Pembroke College Cambridge

English

UCAS Code: Q300. Around 212 admitted per year at Cambridge. Pembroke seeks to admit around 10 per year. Assessment, no registration required. Two pieces of written work required. English Literature required (or English Lang & Lit). A level typical offer: A star A A. Scottish Advanced Highers: A1 A2 A2. International Baccalaureate typical offer: 42 - 43 points with 776 at Higher Level.

English at Pembroke

We are proud of being in a College where (as undergraduates or Fellows) Edmund Spenser, Thomas Gray, Christopher Smart and Ted Hughes have lived; Pembroke is home to an internationally significant archive of poetry, letters and artwork by Hughes, Seamus Heaney, and their close friend the Irish artist Barrie Cooke. A volume of poetry written by Pembroke Fellows and students over the 650 years of the College's existence was published in 1998, and the College hosts regular Masterclasses in combination with the founding Director of the National Academy of Writing, the novelist and non-fiction writer Richard Beard, himself a Pembroke English graduate.

English is one of the largest arts subjects at Pembroke, and the College has a strong academic record in the subject; our Tripos results have in recent years usually been among the best in the University. 

There is an active College Poetry Society, in which undergraduates write, read and discuss their own poems; the best are published in The Pem, an arts magazine.
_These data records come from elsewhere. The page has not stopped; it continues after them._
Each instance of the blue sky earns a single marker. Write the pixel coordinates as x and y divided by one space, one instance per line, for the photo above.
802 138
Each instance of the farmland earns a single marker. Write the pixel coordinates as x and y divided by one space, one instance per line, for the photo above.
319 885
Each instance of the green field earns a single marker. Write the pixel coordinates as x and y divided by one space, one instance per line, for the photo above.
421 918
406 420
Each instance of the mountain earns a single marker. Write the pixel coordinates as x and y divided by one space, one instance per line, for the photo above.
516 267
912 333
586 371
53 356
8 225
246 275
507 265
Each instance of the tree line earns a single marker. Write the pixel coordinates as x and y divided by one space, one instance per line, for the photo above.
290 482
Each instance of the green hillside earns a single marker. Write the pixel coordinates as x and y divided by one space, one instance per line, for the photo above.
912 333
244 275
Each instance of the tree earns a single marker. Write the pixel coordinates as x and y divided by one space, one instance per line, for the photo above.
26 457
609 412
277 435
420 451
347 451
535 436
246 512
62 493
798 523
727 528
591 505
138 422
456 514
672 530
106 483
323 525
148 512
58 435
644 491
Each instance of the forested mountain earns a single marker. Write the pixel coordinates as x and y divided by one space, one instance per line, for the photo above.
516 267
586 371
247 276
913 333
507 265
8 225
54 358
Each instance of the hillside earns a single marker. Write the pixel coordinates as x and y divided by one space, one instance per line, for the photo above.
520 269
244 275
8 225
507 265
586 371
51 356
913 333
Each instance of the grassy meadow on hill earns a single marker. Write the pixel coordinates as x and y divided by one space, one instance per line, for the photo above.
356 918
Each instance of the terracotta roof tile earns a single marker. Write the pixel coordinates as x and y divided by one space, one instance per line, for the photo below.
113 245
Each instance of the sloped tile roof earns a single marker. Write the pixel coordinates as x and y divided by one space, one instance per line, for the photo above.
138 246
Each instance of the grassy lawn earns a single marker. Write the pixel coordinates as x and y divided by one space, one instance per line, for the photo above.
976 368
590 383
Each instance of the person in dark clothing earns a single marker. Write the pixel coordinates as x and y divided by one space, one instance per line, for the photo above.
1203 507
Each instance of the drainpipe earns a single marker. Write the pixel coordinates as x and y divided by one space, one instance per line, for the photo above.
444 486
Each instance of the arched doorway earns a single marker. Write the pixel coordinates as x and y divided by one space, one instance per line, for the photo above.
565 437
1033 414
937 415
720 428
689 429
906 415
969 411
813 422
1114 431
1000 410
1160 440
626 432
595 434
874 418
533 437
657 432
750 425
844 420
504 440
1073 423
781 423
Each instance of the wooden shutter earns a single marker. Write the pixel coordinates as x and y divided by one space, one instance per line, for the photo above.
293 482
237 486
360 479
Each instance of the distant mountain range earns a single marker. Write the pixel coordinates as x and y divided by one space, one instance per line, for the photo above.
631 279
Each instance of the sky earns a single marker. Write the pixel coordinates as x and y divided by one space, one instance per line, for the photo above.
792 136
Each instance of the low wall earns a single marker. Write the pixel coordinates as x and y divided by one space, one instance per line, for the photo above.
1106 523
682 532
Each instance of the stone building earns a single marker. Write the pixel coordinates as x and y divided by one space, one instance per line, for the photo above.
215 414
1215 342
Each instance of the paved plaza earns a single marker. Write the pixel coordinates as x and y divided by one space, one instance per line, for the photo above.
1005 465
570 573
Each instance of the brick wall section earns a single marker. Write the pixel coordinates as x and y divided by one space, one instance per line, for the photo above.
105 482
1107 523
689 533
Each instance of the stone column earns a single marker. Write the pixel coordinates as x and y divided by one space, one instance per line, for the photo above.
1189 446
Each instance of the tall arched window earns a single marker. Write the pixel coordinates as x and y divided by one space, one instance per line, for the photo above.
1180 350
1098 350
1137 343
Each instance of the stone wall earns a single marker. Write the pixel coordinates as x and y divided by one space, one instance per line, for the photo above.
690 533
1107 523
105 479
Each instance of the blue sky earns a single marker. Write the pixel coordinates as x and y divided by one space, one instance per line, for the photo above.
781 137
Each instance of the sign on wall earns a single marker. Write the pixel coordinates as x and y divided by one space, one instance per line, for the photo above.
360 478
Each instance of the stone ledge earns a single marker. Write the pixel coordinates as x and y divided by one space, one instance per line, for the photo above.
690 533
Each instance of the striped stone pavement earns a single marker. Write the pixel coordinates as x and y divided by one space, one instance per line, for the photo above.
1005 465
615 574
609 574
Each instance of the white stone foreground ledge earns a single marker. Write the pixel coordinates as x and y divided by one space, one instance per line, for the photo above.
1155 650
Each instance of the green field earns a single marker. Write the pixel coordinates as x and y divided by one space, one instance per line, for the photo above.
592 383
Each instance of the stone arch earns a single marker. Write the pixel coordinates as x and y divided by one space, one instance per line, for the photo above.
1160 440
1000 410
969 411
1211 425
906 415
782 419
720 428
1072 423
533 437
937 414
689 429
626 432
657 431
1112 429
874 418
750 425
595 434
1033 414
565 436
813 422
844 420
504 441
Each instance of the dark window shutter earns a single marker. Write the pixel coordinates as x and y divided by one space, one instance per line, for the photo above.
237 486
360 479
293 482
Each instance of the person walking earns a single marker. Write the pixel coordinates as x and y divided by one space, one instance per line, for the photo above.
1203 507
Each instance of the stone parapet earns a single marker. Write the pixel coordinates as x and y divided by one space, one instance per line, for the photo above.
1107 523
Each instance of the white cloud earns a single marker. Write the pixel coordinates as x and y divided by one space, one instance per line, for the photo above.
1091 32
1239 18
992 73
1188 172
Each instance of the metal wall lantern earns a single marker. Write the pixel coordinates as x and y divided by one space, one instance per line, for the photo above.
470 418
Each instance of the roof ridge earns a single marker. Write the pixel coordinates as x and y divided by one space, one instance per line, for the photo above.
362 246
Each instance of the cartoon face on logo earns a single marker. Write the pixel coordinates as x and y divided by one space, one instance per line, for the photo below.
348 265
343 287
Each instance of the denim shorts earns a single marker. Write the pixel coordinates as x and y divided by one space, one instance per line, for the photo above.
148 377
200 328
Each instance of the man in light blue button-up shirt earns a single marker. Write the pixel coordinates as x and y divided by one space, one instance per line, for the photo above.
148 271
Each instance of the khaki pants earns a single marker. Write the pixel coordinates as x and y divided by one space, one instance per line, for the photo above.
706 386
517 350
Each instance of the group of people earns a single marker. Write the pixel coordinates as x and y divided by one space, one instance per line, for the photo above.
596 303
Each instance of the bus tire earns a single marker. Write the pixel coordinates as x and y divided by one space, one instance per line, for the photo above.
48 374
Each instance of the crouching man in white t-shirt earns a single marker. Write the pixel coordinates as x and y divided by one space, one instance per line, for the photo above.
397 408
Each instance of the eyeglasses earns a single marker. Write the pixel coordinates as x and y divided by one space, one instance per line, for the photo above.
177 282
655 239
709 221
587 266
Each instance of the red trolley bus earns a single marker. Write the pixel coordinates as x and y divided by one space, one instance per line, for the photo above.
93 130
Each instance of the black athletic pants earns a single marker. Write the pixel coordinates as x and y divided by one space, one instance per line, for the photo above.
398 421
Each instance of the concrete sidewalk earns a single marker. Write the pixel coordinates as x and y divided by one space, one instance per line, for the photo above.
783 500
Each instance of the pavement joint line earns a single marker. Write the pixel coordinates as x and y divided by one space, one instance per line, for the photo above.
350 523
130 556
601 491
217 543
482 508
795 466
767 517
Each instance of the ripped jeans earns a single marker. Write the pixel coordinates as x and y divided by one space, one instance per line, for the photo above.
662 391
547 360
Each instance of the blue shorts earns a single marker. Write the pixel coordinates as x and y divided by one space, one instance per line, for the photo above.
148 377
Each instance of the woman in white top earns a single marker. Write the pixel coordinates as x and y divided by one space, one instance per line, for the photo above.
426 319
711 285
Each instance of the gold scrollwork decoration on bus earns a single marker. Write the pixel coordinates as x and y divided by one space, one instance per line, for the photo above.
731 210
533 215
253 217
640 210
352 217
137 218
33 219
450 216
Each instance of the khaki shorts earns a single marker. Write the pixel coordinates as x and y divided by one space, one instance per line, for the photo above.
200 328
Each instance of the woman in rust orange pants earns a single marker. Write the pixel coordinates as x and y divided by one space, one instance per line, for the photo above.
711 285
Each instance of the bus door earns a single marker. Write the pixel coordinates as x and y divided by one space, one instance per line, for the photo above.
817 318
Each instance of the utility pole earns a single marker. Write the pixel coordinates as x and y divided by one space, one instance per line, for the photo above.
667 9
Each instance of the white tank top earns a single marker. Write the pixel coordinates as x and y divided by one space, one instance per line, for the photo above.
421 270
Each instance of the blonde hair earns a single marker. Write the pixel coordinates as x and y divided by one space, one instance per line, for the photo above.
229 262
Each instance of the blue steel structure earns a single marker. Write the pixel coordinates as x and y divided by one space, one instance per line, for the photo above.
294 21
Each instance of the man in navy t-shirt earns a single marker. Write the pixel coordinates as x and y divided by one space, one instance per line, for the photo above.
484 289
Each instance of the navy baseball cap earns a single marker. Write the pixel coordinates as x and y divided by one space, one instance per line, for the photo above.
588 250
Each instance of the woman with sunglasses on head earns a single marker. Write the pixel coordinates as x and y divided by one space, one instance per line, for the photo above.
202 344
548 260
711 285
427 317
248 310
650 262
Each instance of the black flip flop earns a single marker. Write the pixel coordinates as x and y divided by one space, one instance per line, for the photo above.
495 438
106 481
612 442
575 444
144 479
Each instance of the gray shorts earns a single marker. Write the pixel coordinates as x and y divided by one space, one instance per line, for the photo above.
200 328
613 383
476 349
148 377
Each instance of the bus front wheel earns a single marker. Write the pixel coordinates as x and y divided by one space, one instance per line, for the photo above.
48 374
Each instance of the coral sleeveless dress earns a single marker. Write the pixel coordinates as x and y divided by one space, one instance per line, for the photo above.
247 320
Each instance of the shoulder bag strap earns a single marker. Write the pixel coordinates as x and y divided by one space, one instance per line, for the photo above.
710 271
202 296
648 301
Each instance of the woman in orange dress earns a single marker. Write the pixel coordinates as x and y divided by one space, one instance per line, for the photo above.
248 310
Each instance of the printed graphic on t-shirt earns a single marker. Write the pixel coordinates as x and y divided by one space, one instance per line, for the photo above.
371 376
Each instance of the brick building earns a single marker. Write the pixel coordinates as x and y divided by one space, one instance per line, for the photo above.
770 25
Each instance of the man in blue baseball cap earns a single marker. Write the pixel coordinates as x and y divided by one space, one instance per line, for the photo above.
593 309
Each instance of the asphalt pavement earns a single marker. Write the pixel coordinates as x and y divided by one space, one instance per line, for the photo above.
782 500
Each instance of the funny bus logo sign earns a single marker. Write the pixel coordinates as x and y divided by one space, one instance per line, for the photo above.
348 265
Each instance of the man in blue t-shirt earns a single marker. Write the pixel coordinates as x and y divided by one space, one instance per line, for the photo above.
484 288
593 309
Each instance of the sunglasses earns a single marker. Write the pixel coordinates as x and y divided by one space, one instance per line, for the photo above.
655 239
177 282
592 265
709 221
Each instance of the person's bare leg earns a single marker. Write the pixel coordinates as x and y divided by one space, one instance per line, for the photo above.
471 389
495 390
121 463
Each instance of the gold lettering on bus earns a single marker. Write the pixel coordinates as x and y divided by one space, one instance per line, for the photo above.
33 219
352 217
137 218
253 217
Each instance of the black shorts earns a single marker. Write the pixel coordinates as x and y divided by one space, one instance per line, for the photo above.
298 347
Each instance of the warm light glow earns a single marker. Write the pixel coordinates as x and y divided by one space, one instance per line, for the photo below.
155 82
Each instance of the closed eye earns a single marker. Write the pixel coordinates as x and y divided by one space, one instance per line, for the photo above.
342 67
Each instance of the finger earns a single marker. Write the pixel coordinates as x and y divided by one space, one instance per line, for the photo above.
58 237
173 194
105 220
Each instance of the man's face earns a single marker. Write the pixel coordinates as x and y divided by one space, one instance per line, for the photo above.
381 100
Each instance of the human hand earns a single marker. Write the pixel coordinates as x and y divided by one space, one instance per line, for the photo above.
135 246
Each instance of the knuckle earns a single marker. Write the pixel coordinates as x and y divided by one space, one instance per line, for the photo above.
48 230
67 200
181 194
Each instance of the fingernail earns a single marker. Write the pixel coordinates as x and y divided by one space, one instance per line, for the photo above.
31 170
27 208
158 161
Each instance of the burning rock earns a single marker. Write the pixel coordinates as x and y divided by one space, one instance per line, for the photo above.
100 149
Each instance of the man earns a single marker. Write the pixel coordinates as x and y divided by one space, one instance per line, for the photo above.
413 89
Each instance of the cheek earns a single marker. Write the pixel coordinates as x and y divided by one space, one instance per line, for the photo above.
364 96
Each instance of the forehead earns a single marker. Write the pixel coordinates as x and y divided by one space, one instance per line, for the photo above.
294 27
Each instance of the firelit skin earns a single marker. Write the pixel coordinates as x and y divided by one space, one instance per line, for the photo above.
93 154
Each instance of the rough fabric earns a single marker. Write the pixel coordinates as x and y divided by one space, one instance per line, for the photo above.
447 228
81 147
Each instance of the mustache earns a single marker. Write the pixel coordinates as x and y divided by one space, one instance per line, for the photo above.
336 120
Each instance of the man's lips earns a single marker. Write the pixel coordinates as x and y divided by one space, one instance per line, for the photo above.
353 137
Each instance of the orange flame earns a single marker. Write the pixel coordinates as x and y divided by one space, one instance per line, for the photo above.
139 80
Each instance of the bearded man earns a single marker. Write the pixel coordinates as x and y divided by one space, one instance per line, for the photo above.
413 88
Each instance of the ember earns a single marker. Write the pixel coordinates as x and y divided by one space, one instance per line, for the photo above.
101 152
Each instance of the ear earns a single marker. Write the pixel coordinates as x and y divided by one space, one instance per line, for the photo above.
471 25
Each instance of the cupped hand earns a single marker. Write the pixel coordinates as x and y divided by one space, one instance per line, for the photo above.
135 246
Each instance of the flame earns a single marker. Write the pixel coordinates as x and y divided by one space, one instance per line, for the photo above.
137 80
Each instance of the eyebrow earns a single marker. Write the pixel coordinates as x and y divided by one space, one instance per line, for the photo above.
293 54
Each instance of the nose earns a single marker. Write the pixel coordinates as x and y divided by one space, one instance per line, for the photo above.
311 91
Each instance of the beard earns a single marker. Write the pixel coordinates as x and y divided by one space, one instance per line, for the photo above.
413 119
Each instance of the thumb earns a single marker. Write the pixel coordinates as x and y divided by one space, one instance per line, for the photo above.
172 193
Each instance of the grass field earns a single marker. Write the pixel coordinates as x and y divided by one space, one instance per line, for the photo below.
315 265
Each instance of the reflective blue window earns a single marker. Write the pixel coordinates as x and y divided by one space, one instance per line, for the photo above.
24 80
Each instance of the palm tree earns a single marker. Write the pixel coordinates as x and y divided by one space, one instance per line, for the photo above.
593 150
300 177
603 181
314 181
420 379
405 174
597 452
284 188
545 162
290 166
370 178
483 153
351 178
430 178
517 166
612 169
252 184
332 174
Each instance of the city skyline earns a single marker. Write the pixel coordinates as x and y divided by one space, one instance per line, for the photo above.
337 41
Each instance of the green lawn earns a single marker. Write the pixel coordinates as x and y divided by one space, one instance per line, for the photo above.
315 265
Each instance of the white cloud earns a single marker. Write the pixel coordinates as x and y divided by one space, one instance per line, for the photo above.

We also maintain ties with our more recent English alumni and we ask eminent Pembroke writers to judge our annual creative writing prize.

Pembroke English Teaching Staff

Dr Katrin Ettenhuber - Director of Studies for Part I

As Director of Studies for the first- and second-year English students at Pembroke, I am responsible for arranging small-group teaching and overseeing students’ academic progress. In the first year, a lot of this involves helping students to manage the transition from school to university, especially with regard to essay writing and study skills. I enjoy working individually with students to help them get the best out of their academic potential.

I came to Cambridge from a small rural state school in Germany, so I know how strange university life can feel at first – but I also have a keen sense of what a wonderfully varied and enriching place Cambridge, and Pembroke in particular, can be.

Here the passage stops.